I’m exhausted and don’t want to struggle
or suffer—just live in a tent and collect
stamps, mingle with the thrush
and the hawk before I roll up in a jeep
by a chilly deli’s EXIT door open
to the white light that waits for no one.



RECKONING
 
Yes, I’m the hunchbacked auctioneer
who hugged Virginia at her wedding
in the wilderness mansion she named
Corkscrew for no good reason. Ginny,
a small, ponytailed, redheaded jogger
who cartwheeled before she grappled
with the muck on her route, sometimes
chose to bicycle miles through moss,
lions in her animal preserve, the sheep
that grazed. I stole her journal a week
before I witnessed the marriage
of her and the local hero, a pro wrestler
named Concrete. They were a pair,
Concrete and Ginny. I was a tenant
next to their bedroom and heard them,
I swear. They bit each other—her journal
says so—and prayed, howled, threw
Krugerrands in a satchel after every sex bout.

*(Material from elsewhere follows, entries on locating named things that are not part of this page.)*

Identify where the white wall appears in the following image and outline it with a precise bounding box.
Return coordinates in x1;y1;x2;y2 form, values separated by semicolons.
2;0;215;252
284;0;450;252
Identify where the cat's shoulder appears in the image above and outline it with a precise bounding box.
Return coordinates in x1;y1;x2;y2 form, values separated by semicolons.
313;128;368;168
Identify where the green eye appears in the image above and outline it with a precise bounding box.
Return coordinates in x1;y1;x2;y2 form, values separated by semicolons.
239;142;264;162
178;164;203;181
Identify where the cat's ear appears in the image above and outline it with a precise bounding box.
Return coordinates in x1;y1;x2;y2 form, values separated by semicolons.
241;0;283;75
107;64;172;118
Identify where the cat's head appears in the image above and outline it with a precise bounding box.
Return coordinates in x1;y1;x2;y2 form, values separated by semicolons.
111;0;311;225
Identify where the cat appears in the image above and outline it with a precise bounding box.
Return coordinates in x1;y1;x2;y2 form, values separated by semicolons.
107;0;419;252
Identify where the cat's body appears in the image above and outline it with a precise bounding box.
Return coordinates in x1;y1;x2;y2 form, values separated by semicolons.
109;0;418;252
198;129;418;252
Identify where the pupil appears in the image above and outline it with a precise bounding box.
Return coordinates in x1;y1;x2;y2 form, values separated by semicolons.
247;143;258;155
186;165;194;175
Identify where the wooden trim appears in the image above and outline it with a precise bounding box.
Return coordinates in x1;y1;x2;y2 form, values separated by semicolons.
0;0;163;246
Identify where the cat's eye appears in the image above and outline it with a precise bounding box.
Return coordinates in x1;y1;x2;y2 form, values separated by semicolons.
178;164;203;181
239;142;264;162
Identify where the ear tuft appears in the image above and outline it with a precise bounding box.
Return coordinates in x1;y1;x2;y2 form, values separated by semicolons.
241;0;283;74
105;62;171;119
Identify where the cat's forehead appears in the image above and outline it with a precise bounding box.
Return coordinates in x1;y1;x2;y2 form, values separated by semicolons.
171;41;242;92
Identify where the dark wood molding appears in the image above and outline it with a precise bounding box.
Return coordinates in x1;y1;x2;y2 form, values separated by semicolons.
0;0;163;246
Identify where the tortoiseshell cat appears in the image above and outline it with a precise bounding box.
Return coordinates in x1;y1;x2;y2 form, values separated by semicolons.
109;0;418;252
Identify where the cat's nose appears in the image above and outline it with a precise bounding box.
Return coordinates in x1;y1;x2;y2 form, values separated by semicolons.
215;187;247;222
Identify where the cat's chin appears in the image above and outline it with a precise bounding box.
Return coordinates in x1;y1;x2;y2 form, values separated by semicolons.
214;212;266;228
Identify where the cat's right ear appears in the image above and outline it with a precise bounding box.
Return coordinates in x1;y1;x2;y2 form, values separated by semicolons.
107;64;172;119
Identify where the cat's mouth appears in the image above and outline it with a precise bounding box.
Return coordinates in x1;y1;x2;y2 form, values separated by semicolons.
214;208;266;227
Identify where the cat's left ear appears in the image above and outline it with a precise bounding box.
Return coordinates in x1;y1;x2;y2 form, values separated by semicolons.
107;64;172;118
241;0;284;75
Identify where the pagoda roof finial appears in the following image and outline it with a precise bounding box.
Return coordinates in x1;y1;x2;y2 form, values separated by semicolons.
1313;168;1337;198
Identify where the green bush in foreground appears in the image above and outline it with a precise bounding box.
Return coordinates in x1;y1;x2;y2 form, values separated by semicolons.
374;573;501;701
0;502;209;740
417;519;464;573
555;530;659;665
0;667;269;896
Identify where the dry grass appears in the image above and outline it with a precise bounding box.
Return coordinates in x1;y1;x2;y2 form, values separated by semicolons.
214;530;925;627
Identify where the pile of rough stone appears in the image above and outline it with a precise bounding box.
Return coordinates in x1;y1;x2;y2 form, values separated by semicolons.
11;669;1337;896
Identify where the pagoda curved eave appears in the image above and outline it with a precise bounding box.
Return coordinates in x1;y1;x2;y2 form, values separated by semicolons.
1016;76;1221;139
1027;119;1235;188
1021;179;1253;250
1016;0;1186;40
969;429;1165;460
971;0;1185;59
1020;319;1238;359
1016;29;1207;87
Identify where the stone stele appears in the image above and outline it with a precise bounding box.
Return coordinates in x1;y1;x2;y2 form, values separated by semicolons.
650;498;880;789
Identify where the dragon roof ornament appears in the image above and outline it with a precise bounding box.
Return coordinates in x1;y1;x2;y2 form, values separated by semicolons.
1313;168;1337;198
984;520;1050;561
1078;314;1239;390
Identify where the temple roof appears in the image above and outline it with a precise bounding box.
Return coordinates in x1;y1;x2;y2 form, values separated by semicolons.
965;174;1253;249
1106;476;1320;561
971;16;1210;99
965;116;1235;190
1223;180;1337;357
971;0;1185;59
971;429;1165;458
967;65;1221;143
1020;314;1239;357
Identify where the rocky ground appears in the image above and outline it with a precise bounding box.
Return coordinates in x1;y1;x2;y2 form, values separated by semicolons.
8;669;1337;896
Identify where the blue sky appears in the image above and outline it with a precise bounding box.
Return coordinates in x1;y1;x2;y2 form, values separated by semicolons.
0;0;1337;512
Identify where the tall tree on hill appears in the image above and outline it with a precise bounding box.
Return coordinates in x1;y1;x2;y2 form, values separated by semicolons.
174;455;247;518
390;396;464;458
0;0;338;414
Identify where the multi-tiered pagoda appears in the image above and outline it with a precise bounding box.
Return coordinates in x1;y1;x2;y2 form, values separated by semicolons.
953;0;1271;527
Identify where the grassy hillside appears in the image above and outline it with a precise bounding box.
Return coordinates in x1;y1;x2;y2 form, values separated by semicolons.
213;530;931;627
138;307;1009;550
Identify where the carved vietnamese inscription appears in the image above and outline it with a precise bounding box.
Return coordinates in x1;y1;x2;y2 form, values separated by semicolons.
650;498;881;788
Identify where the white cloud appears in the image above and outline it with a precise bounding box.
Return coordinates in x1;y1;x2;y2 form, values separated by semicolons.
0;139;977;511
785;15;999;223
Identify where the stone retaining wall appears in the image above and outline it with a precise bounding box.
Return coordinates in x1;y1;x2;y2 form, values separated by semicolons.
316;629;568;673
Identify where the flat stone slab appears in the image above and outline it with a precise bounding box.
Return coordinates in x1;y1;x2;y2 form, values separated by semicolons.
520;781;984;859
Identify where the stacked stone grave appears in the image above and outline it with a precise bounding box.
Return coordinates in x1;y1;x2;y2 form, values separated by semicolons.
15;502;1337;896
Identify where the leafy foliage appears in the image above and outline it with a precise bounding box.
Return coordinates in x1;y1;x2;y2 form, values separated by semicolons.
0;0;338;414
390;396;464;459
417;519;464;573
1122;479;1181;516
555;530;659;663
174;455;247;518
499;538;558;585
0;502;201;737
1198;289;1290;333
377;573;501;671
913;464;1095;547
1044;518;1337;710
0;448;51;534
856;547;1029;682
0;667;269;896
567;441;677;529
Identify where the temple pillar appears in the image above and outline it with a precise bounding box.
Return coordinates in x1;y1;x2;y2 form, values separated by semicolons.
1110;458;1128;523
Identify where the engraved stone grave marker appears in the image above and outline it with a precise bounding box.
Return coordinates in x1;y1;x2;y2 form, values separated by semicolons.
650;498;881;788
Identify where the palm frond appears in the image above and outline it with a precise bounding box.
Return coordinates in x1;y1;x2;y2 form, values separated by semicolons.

Sometimes I heard Ginny cry between moans.
I feared for her safety, volunteered I’d slash
Concrete’s throat, but she couldn’t swallow
that solution. That was two days before
the reckoning. Concrete donned a crown
of cherries around his shaved head.
The bride wore her white jogging outfit.
Everybody applauded, and, as I mentioned,
I hugged Ginny. And then shot Concrete
in the forehead five times with my .22.
When I’m released we’re booking
a cruise along Alaska’s coast.


David Spicer has had poems in Yellow Mama, Reed Magazine, Slim Volume, The Laughing Dog, In Between Hangovers, The American Poetry Review, New Verse News, Ploughshares, Bad Acid Laboratories, Inc., Dead Snakes, and in A Galaxy of Starfish: An Anthology of Modern Surrealism (Salo Press, 2016). He has been nominated for a Pushcart, is the author of one full-length collection of poems and four chapbooks, and is the former editor of Raccoon, Outlaw, and Ion Books. He lives in Memphis, Tennessee.